Intérêts pécuniaires et Licenciement du salarié par l’employeur

By 25 March 2013

2. Les intérêts pécuniaires en jeu par le biais de cette action.

Comparée au prononcé du licenciement du salarié par l’employeur lui-même, la nullité du contrat de travail présente comme inconvénient le fait que celle-ci soit prononcée par le juge prud’homal (Paragraphe 2, A). Or, l’action en nullité du contrat de travail présente donc une insécurité majeure puisqu’elle dépend de l’appréciation souveraine des juges et non de l’opportunité d’une telle sanction pour l’employeur. « Le licenciement est décidé immédiatement et en principe irrévocablement par l’employeur, alors que l’annulation du contrat de travail suppose que le juge soit saisi et qu’il prononce effectivement celle-ci »57. De plus, le licenciement présente comme avantage pour l’employeur le fait de faire survivre certaines clauses du contrat comme la clause de non- concurrence58 contrairement à la nullité59.

Dès lors, quel est l’intérêt pour l’employeur de demander la nullité du contrat de travail puisque celui-ci est le seul à l’initiative de la rupture du contrat de travail par le biais du licenciement ? Ne se met-il pas dans cette hypothèse dans une situation pour le moins insécurisante ?
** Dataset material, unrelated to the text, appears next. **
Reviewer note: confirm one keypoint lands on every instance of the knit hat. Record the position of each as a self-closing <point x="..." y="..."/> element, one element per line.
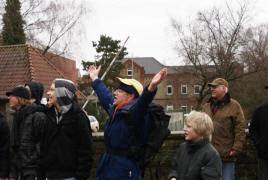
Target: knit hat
<point x="37" y="90"/>
<point x="131" y="86"/>
<point x="19" y="91"/>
En fait, la nullité du contrat de travail est demandée par l’employeur pour deux raisons majeures :

La première consiste à contrecarrer l’action effectuée par le salarié pour obtenir une indemnisation du fait de la rupture de son contrat de travail. Dans cette hypothèse, on observe alors une demande en annulation du contrat de travail par voie d’exception de la part de cet employeur.

57 G.LOISEAU, L’application de la théorie des vices du consentement au contrat de travail, in Le contrat au début du XXIème siècle : Etudes offertes à Jacques Ghestin, op. cit., p.580.
58 Cf. pour un modèle de clause de non-concurrence, l’ANNEXE n°4

La seconde, que l’on peut observer par la voie de l’action comme de l’exception, vise à se prémunir contre le versement de tout indemnité de licenciement mise à la charge de l’auteur de la rupture du contrat de travail qu’est l’employeur.

En effet, ces deux hypothèses mettent en évidence un intérêt pécuniaire évident en ce qu’elles permettent dans le cas du prononcé de la nullité par le juge d’éviter le versement d’indemnités au profit du salarié puisque cette indemnisation n’a lieu qu’en cas de licenciement60 et non dans le cadre d’un contrat nul (on considère alors de manière générale que le contrat n’a généré aucun droit de la part des parties).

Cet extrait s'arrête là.